Explanations for this may be a desire on the part of English speakers to be "authentic" and "correct", the increasing usage of English by native speakers of non-English languages (who may prefer to use their native language form for a native person or place even in English), and as a reaction to the spread of the English language, which threatens non-English languages--using the native forms of such words may be viewed as a way of compensating for the use of English.

Transliterating cuneiform languages

In the study of languages written in cuneiform, transliteration is the process of representing the sounds of written cuneiform signs in a lossless[?] way, as opposed to transcription, which is a lossy[?] method of representing the spoken language. Because cuneiform is polyvalent[?], signs may be interpreted to represent more than one syllable (or logogram). For example, the sign DINGIR may represent either the sound "an" or "il", as well as the word meaning god and the phonetic complement for a name of a deity. Similarly, the sign "MU" represents either the sound "a" or the word meaning water.
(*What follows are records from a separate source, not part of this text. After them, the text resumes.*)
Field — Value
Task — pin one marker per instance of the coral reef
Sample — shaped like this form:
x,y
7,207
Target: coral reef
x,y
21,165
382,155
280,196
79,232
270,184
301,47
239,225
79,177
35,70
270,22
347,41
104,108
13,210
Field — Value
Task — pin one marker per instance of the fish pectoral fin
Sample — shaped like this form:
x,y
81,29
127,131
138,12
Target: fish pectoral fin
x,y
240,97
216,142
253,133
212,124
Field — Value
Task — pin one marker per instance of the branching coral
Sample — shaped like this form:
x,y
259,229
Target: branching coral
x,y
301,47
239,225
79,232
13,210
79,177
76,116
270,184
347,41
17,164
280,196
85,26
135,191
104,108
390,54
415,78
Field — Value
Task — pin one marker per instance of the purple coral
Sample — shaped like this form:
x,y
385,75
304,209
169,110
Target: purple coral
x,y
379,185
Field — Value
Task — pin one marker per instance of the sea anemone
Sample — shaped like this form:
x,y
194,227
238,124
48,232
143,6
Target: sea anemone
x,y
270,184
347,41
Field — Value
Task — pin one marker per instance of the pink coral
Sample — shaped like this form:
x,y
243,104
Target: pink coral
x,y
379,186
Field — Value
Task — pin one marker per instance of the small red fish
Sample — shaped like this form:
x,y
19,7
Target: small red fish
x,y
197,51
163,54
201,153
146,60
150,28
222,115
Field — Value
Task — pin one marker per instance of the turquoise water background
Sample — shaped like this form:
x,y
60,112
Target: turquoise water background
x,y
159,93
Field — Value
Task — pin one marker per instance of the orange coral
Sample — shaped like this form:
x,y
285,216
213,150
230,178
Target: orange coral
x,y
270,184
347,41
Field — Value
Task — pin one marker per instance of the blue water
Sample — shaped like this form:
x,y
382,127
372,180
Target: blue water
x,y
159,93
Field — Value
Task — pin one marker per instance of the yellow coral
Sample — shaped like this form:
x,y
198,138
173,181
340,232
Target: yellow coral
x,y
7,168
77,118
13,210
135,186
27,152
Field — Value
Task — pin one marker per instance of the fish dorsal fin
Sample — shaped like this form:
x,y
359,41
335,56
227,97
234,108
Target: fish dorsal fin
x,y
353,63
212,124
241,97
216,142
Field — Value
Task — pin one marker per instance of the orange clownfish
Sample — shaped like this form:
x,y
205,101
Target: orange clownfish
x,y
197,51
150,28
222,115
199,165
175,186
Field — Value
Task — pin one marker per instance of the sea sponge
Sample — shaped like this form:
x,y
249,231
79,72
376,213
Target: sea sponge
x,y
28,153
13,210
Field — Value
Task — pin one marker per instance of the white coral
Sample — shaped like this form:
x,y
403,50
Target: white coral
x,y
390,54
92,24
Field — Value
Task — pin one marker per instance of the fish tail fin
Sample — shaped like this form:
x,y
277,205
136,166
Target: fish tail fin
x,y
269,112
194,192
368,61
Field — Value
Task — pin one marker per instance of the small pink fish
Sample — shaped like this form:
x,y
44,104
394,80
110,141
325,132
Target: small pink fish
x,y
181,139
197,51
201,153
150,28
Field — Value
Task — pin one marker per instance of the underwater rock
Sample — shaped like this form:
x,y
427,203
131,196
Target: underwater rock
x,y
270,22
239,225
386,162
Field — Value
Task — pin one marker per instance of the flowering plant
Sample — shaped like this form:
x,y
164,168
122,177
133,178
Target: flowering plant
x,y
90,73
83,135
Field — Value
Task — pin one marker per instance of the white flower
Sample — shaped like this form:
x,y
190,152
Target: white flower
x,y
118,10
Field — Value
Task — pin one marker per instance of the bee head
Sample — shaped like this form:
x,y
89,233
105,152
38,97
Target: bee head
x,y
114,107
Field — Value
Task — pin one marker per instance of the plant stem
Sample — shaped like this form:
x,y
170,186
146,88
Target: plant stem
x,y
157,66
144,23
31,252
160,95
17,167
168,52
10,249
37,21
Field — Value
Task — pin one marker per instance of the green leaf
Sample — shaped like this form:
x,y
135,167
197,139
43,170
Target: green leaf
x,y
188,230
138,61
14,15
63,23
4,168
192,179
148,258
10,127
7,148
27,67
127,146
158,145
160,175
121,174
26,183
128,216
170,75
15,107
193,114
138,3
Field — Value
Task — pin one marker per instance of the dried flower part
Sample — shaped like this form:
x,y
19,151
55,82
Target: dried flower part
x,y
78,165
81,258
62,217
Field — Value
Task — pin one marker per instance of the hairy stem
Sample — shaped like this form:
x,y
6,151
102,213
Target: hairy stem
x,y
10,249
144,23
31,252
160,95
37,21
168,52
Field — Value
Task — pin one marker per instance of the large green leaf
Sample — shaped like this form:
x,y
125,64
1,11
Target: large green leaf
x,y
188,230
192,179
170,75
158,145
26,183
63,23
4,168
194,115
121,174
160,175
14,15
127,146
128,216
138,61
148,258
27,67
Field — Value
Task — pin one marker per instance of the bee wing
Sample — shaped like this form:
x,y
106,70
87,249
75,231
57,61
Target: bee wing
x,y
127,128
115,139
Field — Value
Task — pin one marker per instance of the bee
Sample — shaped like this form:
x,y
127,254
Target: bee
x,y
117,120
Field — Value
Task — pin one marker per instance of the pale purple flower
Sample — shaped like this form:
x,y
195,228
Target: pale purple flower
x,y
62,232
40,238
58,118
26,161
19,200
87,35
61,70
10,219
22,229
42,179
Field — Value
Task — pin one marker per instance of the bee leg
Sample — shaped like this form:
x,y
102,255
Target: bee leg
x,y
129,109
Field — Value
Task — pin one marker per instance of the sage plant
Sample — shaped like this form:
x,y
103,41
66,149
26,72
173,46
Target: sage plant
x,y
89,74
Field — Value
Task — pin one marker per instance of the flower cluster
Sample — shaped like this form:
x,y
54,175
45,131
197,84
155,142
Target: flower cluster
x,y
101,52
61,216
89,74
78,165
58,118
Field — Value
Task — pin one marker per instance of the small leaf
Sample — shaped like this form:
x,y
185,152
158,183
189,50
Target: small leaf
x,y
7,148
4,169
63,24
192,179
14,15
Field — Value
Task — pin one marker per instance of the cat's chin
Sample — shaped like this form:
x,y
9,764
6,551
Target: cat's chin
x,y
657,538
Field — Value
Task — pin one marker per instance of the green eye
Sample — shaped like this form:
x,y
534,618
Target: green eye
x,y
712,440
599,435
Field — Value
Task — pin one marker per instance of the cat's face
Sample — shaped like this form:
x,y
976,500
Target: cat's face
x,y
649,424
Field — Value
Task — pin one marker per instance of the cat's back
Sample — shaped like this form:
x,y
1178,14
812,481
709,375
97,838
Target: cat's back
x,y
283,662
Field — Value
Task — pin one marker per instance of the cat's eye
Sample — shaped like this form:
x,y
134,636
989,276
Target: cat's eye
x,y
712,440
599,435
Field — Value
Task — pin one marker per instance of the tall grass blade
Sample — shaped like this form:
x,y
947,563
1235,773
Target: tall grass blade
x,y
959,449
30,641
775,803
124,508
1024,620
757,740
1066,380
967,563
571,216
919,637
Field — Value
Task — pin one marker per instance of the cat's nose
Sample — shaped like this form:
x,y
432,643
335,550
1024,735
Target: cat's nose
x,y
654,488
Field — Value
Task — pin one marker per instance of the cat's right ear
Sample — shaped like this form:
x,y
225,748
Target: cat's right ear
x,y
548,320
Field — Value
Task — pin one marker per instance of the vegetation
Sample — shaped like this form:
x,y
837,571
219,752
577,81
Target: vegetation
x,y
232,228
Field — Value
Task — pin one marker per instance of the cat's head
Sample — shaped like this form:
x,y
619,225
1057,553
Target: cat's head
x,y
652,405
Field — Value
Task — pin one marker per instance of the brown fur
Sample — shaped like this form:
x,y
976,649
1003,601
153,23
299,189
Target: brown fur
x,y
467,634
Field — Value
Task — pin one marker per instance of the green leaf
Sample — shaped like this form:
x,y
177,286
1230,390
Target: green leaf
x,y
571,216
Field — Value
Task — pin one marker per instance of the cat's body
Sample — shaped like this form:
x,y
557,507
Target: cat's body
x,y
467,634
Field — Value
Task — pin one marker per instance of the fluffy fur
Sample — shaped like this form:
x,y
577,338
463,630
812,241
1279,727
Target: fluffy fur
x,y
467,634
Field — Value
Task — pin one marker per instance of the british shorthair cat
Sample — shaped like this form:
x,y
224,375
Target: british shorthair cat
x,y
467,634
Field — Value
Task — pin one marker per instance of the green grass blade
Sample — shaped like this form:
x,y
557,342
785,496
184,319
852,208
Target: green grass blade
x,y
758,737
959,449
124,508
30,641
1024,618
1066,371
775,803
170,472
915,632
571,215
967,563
Therefore, a text containing DINGIR and MU in succession could be construed to represent the words "ana", "ila", god + "a" (the accusative ending), god + water, or a divine name "A" or Water. Someone transcribing the signs would make the decision how the signs should be read and assemble the signs as "ana", "ila", "Ila" ('god"+accusative case), etc. A transliteration of these signs, however, would separate the signs with dashes "il-a", "an-a", "DINGIR-a". This is much easier to read than the original cuneiform, but now the reader is able to trace the sounds back to the original signs and determine if the correct decision was made on how to read them.

Since Cuneiform also exhibits polyvalence[?], in which more than one sign represents a given sound, the transliteration for a phonetic value includes a designation of which sign represents the sound. Cuneiform signs are canonically numbered, and usually a subscripted number follows each sign: "u6" corresponds to a specific sign, whereas "u4" corresponds to a different one, both of which are pronounced "u". Due to a historical artifact, the sign number one is unnumbered and unaccented: "u" = "u1", number two is unnumbered with an acute accent: "ú" == "u2", and number three is often unnumbered with a grave accent: "ù" == "u3".